The following are some of the things you can do to get ready before the date of your procedure:
- Compile a list of things to do and things to avoid.
- Throughout your appointments, be sure to ask follow-up questions.
- Maintain a close eye on your to-do list during the entire procedure.
At Digital Dental Implant Institute Gosford, we provide pre-op and post-operation care instructions that are designed to be simple and straightforward, and your treatment coordinator will go over them with you before the scheduled date of your procedure.
Care for Dental Implants Throughout the Long Term
Your new teeth have the potential to provide you with a long-term solution to your oral health issues if you give them the attention and care they need.
There is some overlap between this situation and the after-surgery care instructions that you followed.
First, let’s go through the key differences between acute and long-term care. Thankfully, there are not nearly as many recommendations for long-term care. The majority of our patients have found that caring for their full mouth dental implants to be an easy and uncomplicated process, and we expect you will have the same experience.
Make the investment in a high-quality water flosser. When it comes to removing debris from nooks and crevices that are difficult to access around dental implants and bridges, these straightforward gadgets are nothing short of miracle workers. When a person has full mouth implants, there is a little gap between the bridge and the gums.

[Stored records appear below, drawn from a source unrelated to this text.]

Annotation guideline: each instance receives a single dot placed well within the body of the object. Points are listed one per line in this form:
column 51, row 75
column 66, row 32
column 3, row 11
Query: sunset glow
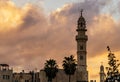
column 29, row 35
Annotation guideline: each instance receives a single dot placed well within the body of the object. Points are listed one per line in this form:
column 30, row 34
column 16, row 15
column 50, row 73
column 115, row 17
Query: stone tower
column 81, row 38
column 102, row 73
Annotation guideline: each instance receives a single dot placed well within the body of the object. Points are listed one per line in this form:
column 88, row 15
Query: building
column 81, row 38
column 102, row 74
column 81, row 74
column 5, row 73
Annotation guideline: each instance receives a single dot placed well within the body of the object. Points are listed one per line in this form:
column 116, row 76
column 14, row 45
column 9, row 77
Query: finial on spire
column 81, row 11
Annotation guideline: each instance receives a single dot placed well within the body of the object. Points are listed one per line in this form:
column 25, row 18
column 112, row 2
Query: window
column 26, row 80
column 16, row 80
column 81, row 57
column 6, row 77
column 81, row 47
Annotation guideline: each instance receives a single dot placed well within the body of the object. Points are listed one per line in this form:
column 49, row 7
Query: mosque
column 81, row 74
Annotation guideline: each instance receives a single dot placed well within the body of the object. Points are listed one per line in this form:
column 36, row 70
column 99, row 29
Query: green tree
column 69, row 65
column 51, row 69
column 112, row 69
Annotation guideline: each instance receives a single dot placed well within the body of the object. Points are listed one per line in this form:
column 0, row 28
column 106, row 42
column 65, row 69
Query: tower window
column 81, row 57
column 81, row 24
column 81, row 47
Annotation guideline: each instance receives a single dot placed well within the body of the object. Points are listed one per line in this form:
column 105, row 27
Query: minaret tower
column 102, row 74
column 81, row 38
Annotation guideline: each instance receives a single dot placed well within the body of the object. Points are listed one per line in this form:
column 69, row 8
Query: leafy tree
column 112, row 70
column 51, row 69
column 69, row 65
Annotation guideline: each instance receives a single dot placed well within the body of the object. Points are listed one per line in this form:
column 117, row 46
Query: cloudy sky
column 32, row 31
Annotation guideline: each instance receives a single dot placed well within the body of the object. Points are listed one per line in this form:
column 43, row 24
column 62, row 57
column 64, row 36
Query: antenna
column 81, row 11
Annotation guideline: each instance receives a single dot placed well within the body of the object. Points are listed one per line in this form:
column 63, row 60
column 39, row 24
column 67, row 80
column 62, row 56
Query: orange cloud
column 11, row 17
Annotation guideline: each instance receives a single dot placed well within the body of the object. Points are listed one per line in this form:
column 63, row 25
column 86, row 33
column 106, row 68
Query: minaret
column 102, row 74
column 81, row 38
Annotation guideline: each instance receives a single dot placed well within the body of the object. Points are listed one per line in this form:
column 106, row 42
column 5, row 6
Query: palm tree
column 69, row 66
column 51, row 69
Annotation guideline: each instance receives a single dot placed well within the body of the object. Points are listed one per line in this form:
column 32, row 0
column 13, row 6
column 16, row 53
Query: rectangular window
column 81, row 47
column 26, row 80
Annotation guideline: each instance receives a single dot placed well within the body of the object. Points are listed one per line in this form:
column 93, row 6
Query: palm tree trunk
column 49, row 80
column 69, row 77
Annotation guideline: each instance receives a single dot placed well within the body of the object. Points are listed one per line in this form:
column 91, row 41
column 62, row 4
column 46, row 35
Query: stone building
column 81, row 74
column 102, row 74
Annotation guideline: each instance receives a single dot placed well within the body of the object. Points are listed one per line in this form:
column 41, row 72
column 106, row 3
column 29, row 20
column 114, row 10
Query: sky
column 32, row 31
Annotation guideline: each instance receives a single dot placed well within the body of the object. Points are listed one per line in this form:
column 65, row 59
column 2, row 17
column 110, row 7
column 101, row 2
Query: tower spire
column 81, row 11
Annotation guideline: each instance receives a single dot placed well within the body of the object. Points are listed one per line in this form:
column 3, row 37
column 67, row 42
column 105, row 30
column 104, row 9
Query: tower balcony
column 81, row 29
column 83, row 38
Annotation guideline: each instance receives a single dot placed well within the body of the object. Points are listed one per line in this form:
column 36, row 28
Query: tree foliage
column 51, row 69
column 69, row 65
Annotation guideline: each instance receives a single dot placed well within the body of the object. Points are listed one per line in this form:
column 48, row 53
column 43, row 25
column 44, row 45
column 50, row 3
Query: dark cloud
column 41, row 37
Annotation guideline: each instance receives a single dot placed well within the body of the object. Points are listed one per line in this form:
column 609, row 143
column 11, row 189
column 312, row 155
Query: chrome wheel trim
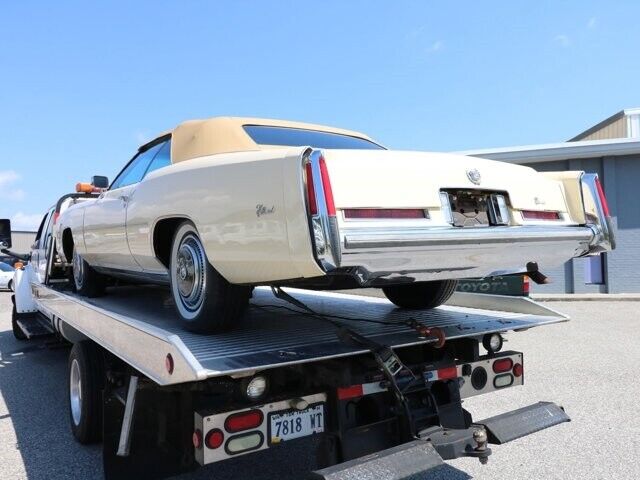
column 189, row 273
column 75, row 392
column 78, row 269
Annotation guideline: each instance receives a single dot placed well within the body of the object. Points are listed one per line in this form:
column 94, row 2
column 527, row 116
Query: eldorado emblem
column 474, row 176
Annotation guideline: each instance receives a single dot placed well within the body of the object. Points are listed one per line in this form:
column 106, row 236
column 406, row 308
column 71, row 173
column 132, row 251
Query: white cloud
column 562, row 40
column 26, row 221
column 436, row 46
column 7, row 189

This gap can trap food particles and other debris when the person is eating. With the help of a massaging spray of water, a water flosser can help remove this accumulation in a gentle and effective manner.
Stop smoking forever and ever. It was stated previously, but it bears repeating for clarity. Smoking is extremely detrimental to one’s dental health. Those who smoke have an extremely elevated chance of contracting an illness. They are also at a higher risk of oral health concerns, such as the loss of teeth and, in a similar vein, the failure of implants. This is something that we already know. Putting an end to your smoking habit is one of the most important things you can do to improve the health of your implants and extend their lifespan, even if you don’t make any other adjustments to your behavior.
Do NOT miss any of your cleaning appointments. Even if you have artificial teeth, you still need to get regular cleanings. When it comes to dental implants, maintaining good oral hygiene is still very important. If you are a patient of New Teeth Today, a qualified dental hygienist will do cleanings on your teeth, during which time your teeth will be removed, and they will discuss your oral health issue with you. Because your teeth will be permanently attached to the implants after this procedure, they will not need to be extracted at any future time.
Always be sure you wear your mouthguard as instructed. If you have been given the recommendation to use a mouthguard while you sleep in order to reduce the amount of tooth wear and tear caused by severe teeth grinding and clenching, please follow this recommendation.
Ice should NOT be chewed. Even after everything has healed, it is not allowed to eat ice; this rule applies even to those with teeth made of zirconia.
If you’re having problems, you should come visit us. If something doesn’t sit right with you, don’t disregard it. Even if it’s simply to put your mind at ease, we can have a look at it for you. Moreover, if you are having problems with your dental implant, please do not try to fix them on your own. Carrying out medical procedures on oneself at home is not only risky but also extremely unclean.
If you Google for a do-it-yourself solution, you are asking for trouble; you will almost certainly run into more complications and expenses.